The energy density was expressed for the following equation as [72]

$$E = \frac{1}{2}C\Delta V^{2} \times \frac{1000}{{3600}},$$
(6)

where C is the specific capacitance calculated from the charge–discharge curves. Figure 9 shows the GCD curves at current densities of 1.5 A g−1, 3 A g−1, 6 A g−1, and 9 A g−1 in the potential window of 0 V to 0.525 V. All the curves show almost symmetric mirror images representing that the Faradaic reactions are reversible in nature. The plateau region is observed in the potential range of 0.35 V–0.525 V which represents that the Faradaic process behaves as a typical battery-type electrode [73] (see Fig. 9). The specific capacitance at the current densities of 1.5 A g−1, 3 A g−1, 6 A g−1, and 9 A g−1, respectively, are found as 373.84F g−1, 317.37F g−1, 295.49F g−1 and 238.83F g−1 respectively. Figure 10 shows the better visualization of dependence of specific capacitance with respect to current density. It is seen that the specific capacity decreases with the increase in current density.
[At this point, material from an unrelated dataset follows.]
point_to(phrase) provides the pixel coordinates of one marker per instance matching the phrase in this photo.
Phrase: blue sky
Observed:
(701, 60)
At extreme current there was a poor usage of active material during the rapid charge–discharge phenomena. Despite this, the Co3O4 possesses high specific capacity of 373.84 F g−1 at 1.5 A g−1. Also it is seen that even at a higher current density of 9 A g−1 the Co3O4 electrode exhibits good specific capacity of 127.77 F g−1 and hence implying the Co3O4 electrode as a potential electrode for supercapacitor applications. The behavior of capacitance retention of Co3O4 electrode is shown in Fig. 11. It showed a better stability of 92% retention even after 1000 cycles.

Fig. 9
figure 9

Galvanostatic charge—discharge studies at various current densities of Co3O4 nanoparticles

Fig. 10
figure 10

Dependence of specific capacitance with current densities

Fig. 11
figure 11

Dependence of specific capacitance with current densities

3.2.3 Electrochemical impedance spectroscopy studies (EIS)
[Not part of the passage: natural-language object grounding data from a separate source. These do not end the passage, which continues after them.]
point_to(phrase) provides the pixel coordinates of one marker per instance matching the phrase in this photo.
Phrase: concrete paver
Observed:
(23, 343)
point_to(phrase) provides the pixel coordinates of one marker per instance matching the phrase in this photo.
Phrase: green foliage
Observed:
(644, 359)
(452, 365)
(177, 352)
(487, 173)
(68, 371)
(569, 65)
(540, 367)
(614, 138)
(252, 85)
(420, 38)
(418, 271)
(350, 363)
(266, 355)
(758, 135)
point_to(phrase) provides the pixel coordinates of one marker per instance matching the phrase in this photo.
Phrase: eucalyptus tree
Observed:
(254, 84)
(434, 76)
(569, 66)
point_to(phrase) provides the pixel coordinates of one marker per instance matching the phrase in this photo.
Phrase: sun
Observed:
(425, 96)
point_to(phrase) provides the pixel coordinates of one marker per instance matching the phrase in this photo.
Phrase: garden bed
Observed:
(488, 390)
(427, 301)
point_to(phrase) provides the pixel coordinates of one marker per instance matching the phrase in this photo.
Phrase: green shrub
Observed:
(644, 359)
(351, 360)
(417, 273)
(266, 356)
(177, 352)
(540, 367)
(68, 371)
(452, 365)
The electrochemical impedance spectroscopy (EIS) is one of the techniques to investigate the electrochemical behavior of the materials. The EIS study was carried out on Co3O4 electrode in the presence of 1 M of KOH and the obtained Nyquist plot is shown in Fig. 12. The plot composed of two parts: a depressed semi-circle in the high frequency region and the other is an inclined straight line (Warburg element) in the low frequency region. The equivalent circuit of the obtained Nyquist plot is shown in Fig. 12 (insight). The circuit consists of electrode–electrolyte resistance Rs obtained from the intersection of the EIS curve with the real axis, charge transfer resistance of the faradic reaction Rct, constant phase element Cpe and the Warburg element W [74, 75]. Using the fit and simulation technique, the value of Rs is obtained as 1.57 Ω. The inclination of Warburg element at slightly less than 45° with the real axis indicates the existence of ionic diffusion controlled faradaic reaction [76,77,78,79]. From Table 2, it was found that as prepared Co3O4 nanorod arrays showed a better specific capacitance and suitable for the electrode in supercapacitor applications. The current study suggests that this process has promise to be better electrode materials for supercapacitor applications.

Fig. 12
figure 12

Nyquist plot of Co3O4 nanoparticles

Table 2 Comparative analysis of Co3O4 supercapacitor electrodes

4 Conclusion

In summary, an array of Co3O4 nanorods was synthesized using facile coprecipitate method. The X-ray diffraction analysis, confirmed the formation of spinel cubic Co3O4 nanoparticles and the mean crystallite size, was calculated as 24 nm. The FTIR, EDAX and XPS studies confirm the presence of Co and O species. The TEM image showed an array of nano-rods of length ranges from 50 to 160 nm. It is observed that the Co3O4 electrode materials exhibited superior specific capacitance of 373.84 F g−1 at the current density of 1.5 A g−1 with excellent capacity retention of 92% after 1000 cycles. The simple preparation method and the excellent electrochemical performance provide this Co3O4 material as a promising electrode for practical supercapacitor applications.